A lawyer for the defendant could not immediately be identified.
Garcia Luna was head of Mexico’s Federal Investigation Agency from 2001 to 2005 and the country’s secretary of public security from 2006 to 2012.
According to an indictment, the Sinaloa cartel bribed Garcia Luna throughout his time in government to ensure safe passage for its drugs, and obtain information about rival cartels and Mexican probes into its activities.
Prosecutors said Garcia Luna, who moved to the US in 2012 and is now a Florida resident, also lied about his past criminal conduct on behalf of the Sinaloa cartel when he applied for naturalisation in 2018.

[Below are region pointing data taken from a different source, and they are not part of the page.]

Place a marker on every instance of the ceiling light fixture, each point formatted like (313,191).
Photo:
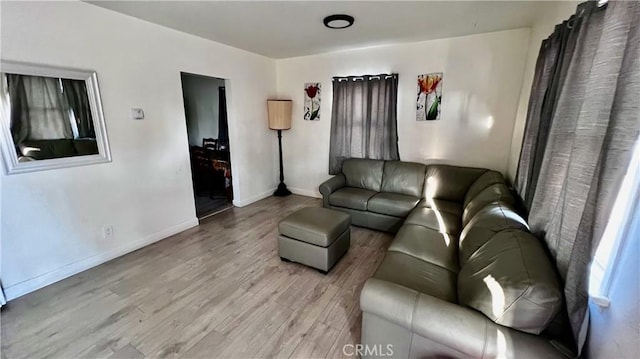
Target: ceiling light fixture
(338,21)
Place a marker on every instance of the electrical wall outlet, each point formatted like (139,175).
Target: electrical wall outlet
(107,231)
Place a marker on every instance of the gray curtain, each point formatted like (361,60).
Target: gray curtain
(582,125)
(39,110)
(75,91)
(363,119)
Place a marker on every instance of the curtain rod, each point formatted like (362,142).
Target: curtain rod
(368,77)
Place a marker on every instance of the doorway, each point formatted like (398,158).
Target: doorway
(205,107)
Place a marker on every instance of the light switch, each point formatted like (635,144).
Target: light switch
(137,114)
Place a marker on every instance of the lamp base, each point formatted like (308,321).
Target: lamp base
(282,190)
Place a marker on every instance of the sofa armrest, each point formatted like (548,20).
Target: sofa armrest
(331,185)
(450,324)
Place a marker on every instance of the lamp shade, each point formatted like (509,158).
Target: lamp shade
(279,114)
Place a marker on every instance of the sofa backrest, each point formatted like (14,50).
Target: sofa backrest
(487,179)
(498,192)
(403,177)
(512,281)
(47,149)
(363,173)
(450,183)
(490,220)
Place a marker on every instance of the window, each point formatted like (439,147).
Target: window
(363,119)
(616,232)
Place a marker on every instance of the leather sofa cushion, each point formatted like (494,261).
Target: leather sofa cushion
(428,245)
(492,219)
(511,280)
(441,205)
(416,274)
(315,225)
(392,204)
(487,179)
(47,149)
(350,197)
(494,193)
(403,177)
(443,222)
(450,183)
(363,173)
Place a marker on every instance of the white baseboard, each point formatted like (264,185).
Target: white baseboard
(43,280)
(248,201)
(305,192)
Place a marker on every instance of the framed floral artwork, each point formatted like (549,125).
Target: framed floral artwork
(312,101)
(429,97)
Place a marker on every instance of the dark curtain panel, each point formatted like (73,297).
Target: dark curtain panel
(39,110)
(76,94)
(363,119)
(223,125)
(582,125)
(19,114)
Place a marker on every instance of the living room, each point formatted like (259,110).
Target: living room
(109,228)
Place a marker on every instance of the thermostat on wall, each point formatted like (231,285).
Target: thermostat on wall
(137,114)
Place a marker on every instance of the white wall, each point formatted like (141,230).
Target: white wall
(539,31)
(614,331)
(481,88)
(201,96)
(52,221)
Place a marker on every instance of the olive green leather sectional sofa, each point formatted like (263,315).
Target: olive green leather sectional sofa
(463,277)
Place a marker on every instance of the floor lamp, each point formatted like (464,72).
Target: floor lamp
(280,119)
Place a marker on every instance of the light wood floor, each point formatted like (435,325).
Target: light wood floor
(217,290)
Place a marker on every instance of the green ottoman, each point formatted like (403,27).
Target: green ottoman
(314,236)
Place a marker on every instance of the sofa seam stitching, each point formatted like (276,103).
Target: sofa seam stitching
(524,291)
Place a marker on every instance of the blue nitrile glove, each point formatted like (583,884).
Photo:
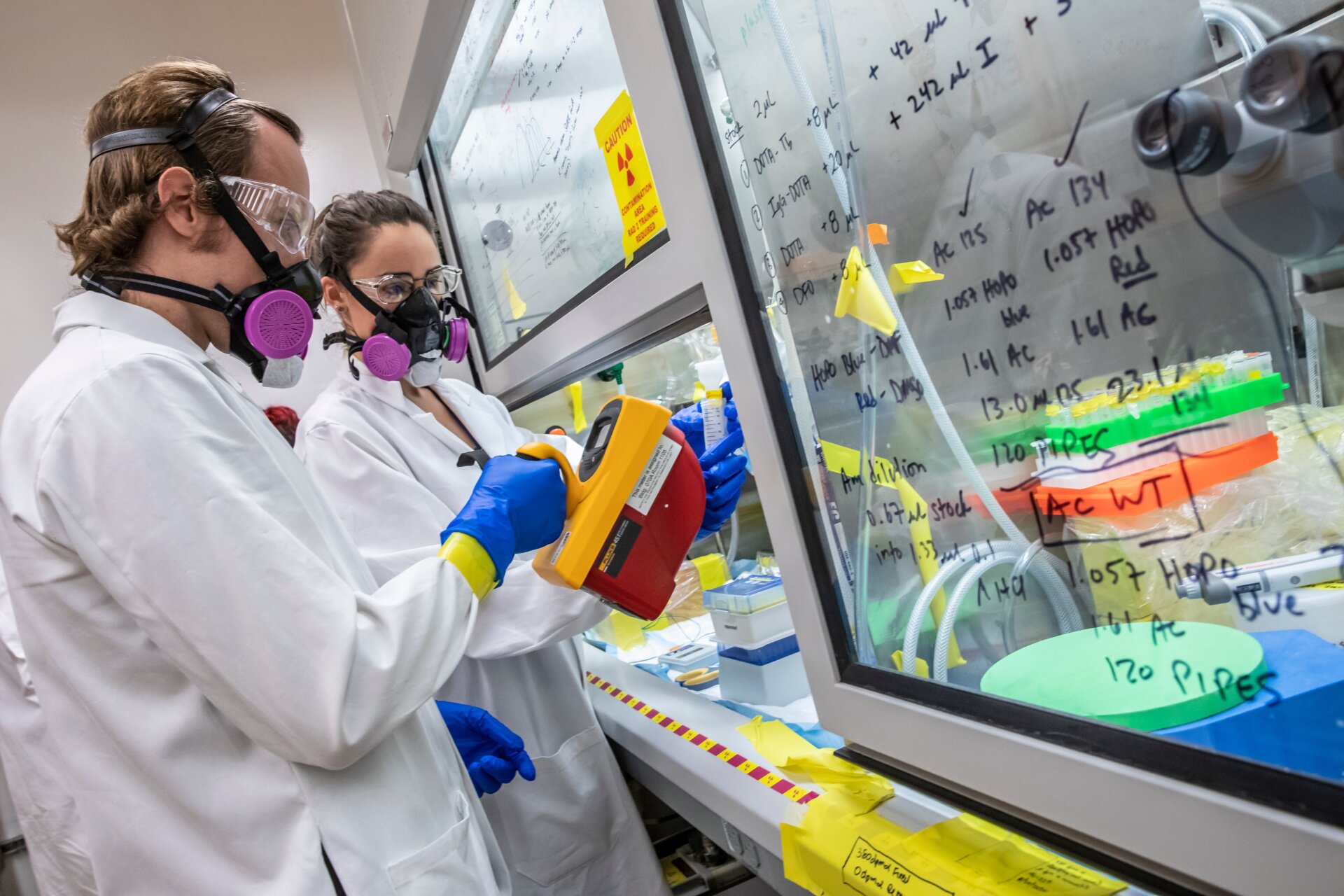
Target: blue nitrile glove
(724,472)
(491,751)
(691,421)
(518,505)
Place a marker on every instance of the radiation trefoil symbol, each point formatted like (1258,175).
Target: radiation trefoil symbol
(622,163)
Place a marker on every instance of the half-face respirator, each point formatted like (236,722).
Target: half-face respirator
(270,321)
(410,339)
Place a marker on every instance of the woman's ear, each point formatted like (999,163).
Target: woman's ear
(336,298)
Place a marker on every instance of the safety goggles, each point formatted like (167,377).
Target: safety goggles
(281,213)
(391,290)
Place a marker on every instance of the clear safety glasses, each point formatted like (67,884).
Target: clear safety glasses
(281,213)
(391,290)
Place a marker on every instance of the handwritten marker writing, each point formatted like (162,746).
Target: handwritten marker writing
(1282,574)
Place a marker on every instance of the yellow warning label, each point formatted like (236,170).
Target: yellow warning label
(632,181)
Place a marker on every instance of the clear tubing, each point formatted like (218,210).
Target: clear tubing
(1054,586)
(949,615)
(910,647)
(1021,568)
(1249,38)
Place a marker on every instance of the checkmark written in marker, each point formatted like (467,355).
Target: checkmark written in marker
(1073,139)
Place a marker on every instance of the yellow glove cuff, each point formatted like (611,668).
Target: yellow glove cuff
(470,559)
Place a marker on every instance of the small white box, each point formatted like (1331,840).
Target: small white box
(773,684)
(752,629)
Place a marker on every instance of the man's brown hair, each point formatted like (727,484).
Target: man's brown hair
(121,197)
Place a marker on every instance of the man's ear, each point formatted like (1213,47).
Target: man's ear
(176,188)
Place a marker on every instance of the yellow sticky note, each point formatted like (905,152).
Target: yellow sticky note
(632,181)
(916,273)
(577,402)
(794,757)
(713,568)
(622,629)
(860,298)
(517,305)
(1004,862)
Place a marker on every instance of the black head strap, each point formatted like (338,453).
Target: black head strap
(183,139)
(351,343)
(218,298)
(360,296)
(190,124)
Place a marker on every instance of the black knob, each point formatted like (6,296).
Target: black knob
(1190,131)
(1297,83)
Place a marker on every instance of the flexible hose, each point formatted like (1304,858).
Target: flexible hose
(1249,36)
(949,615)
(911,643)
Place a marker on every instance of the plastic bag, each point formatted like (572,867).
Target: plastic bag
(1292,505)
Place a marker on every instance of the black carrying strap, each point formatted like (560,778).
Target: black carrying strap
(185,141)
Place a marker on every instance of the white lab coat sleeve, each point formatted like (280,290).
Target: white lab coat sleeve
(210,564)
(527,613)
(397,522)
(573,450)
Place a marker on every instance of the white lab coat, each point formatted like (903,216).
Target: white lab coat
(36,780)
(232,690)
(390,470)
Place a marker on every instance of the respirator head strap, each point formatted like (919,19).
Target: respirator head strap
(112,284)
(354,343)
(183,139)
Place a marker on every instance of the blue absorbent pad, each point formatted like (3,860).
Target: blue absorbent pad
(1296,720)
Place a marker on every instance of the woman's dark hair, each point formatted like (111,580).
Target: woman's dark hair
(342,230)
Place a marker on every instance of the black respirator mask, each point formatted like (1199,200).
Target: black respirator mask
(270,321)
(410,340)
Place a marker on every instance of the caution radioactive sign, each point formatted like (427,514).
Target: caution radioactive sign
(636,197)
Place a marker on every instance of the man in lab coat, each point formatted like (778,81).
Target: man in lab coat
(241,707)
(390,469)
(42,801)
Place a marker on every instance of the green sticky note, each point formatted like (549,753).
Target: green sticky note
(1140,675)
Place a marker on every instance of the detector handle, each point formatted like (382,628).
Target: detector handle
(547,451)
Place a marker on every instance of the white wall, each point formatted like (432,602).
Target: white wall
(57,57)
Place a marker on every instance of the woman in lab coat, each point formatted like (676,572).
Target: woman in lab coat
(239,707)
(386,454)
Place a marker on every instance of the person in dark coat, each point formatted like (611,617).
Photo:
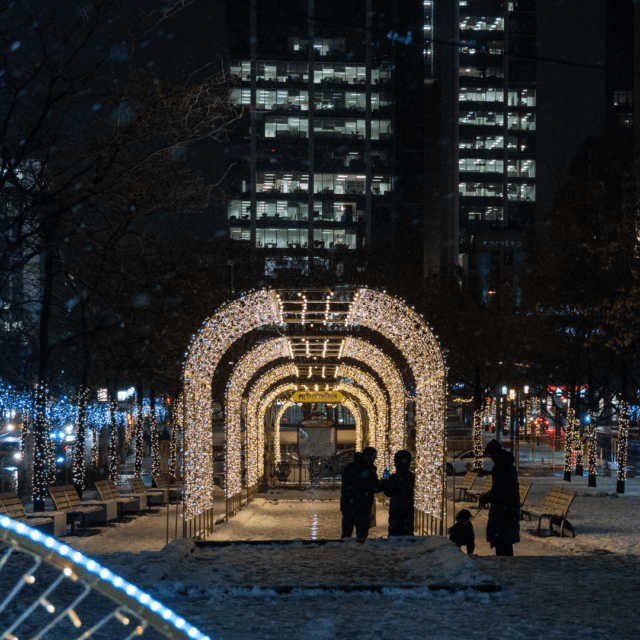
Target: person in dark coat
(462,532)
(359,484)
(400,487)
(503,527)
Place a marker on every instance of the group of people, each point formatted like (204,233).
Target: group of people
(360,483)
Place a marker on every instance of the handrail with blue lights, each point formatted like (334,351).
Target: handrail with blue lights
(76,567)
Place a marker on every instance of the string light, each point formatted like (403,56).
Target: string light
(410,334)
(113,442)
(623,435)
(379,440)
(357,417)
(367,404)
(374,310)
(242,373)
(392,381)
(79,445)
(207,347)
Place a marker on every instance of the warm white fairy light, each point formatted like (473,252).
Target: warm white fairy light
(367,404)
(263,405)
(377,311)
(410,334)
(379,400)
(242,373)
(209,345)
(383,365)
(357,417)
(254,432)
(276,429)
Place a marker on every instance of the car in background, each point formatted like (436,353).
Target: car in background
(464,461)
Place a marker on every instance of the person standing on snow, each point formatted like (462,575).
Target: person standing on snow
(400,488)
(359,484)
(503,526)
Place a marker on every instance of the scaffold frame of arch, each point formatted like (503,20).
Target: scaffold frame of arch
(412,336)
(276,429)
(383,365)
(263,405)
(367,404)
(379,400)
(357,417)
(253,458)
(242,373)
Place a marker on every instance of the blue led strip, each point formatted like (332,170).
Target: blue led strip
(25,537)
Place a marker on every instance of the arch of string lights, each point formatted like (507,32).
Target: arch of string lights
(372,309)
(379,401)
(367,405)
(390,376)
(254,458)
(260,426)
(411,335)
(357,417)
(242,373)
(215,337)
(276,431)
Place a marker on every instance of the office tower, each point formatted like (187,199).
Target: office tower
(329,165)
(496,111)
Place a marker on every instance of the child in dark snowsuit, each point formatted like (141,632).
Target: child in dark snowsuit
(462,531)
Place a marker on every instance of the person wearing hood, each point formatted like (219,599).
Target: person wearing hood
(400,488)
(359,484)
(503,526)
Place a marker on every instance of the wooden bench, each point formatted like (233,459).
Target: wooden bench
(12,507)
(481,489)
(555,507)
(108,490)
(469,479)
(524,491)
(67,500)
(139,488)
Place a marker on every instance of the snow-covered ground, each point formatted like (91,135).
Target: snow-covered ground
(554,588)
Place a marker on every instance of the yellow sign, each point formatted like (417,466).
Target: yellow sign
(325,397)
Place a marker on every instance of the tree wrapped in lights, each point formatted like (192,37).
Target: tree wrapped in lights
(155,438)
(113,440)
(569,442)
(138,421)
(79,446)
(623,435)
(478,448)
(41,454)
(591,439)
(391,379)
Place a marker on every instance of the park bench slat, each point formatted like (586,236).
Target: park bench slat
(12,507)
(555,507)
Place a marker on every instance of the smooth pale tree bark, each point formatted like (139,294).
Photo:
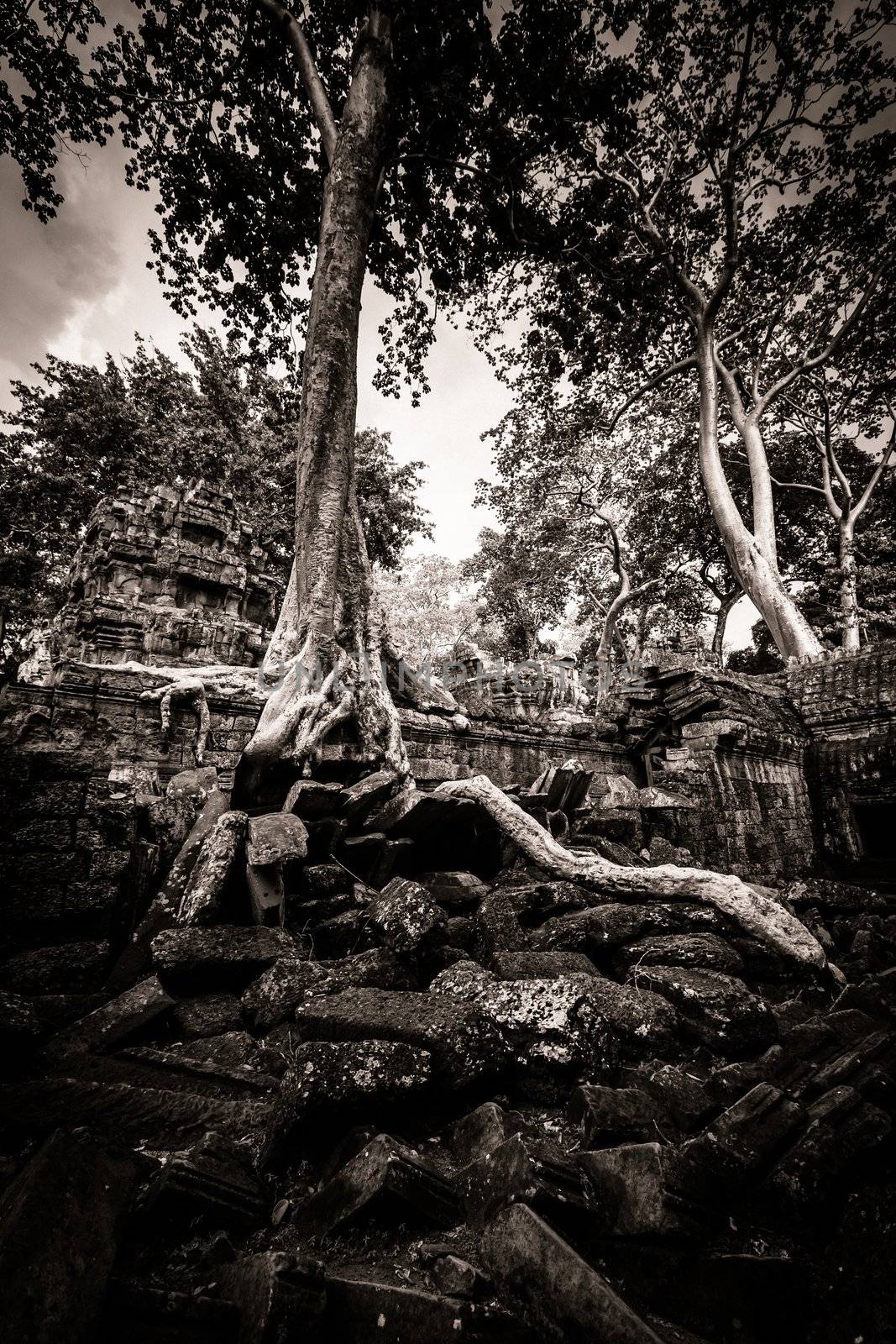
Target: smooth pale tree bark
(757,913)
(325,658)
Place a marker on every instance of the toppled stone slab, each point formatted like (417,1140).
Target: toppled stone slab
(369,1312)
(607,1116)
(523,1169)
(609,927)
(405,917)
(542,965)
(203,895)
(136,1116)
(483,1131)
(20,1027)
(148,1315)
(270,999)
(224,958)
(112,1025)
(329,1079)
(454,889)
(385,1173)
(540,1016)
(207,1015)
(719,1010)
(210,1180)
(559,1294)
(280,1297)
(70,968)
(60,1229)
(701,951)
(275,837)
(466,1045)
(627,1187)
(358,800)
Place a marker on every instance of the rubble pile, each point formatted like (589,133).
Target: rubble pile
(363,1074)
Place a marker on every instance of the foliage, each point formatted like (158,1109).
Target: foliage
(80,432)
(696,171)
(432,609)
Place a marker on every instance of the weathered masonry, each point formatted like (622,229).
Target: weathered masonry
(768,777)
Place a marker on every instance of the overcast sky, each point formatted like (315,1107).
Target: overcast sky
(80,286)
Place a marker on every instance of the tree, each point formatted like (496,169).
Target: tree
(705,197)
(78,432)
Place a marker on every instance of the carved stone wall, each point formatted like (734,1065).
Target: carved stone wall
(168,577)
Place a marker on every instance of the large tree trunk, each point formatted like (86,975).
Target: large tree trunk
(757,571)
(849,618)
(726,606)
(325,658)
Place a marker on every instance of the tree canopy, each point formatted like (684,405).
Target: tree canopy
(78,432)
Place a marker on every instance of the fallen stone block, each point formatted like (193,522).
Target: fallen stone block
(523,1169)
(136,1116)
(150,1315)
(20,1027)
(275,837)
(367,1312)
(466,1045)
(360,799)
(378,968)
(270,999)
(679,1093)
(741,1146)
(112,1025)
(211,1180)
(607,1116)
(539,1016)
(224,958)
(70,968)
(842,1129)
(203,900)
(207,1015)
(280,1297)
(499,929)
(405,917)
(329,1079)
(456,1277)
(542,965)
(483,1131)
(327,879)
(387,1179)
(718,1010)
(163,911)
(266,894)
(60,1226)
(705,951)
(602,929)
(311,799)
(559,1294)
(454,889)
(627,1187)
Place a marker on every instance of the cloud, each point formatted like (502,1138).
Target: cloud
(51,273)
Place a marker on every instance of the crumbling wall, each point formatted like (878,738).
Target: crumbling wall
(849,709)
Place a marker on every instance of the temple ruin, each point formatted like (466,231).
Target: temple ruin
(362,1068)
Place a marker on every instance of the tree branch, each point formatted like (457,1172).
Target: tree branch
(308,69)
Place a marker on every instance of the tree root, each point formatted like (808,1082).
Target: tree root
(758,914)
(296,722)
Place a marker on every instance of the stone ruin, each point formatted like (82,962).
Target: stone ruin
(358,1070)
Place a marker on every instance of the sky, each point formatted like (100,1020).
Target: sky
(80,286)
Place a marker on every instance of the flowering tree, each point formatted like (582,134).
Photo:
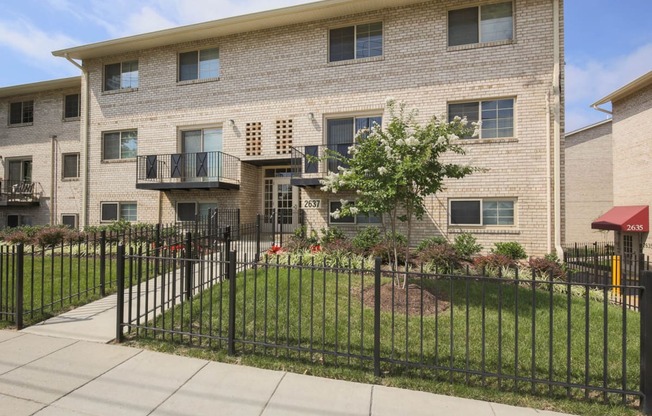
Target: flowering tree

The defendant faces a mandatory minimum of 10 years in prison, and up to life in prison, if convicted on a drug conspiracy charge.
Guzman was convicted in February by a Brooklyn federal jury of smuggling tonnes of drugs to the US over a decades-long career.
He is serving a life sentence without parole at ADX Florence, a Colorado prison known as the most secure “Supermax” prison in the federal system.
Guzman had become almost legendary for escaping from Mexican high-security jails twice and avoiding massive manhunts, while cultivated a Robin Hood image among the poor in Sinaloa.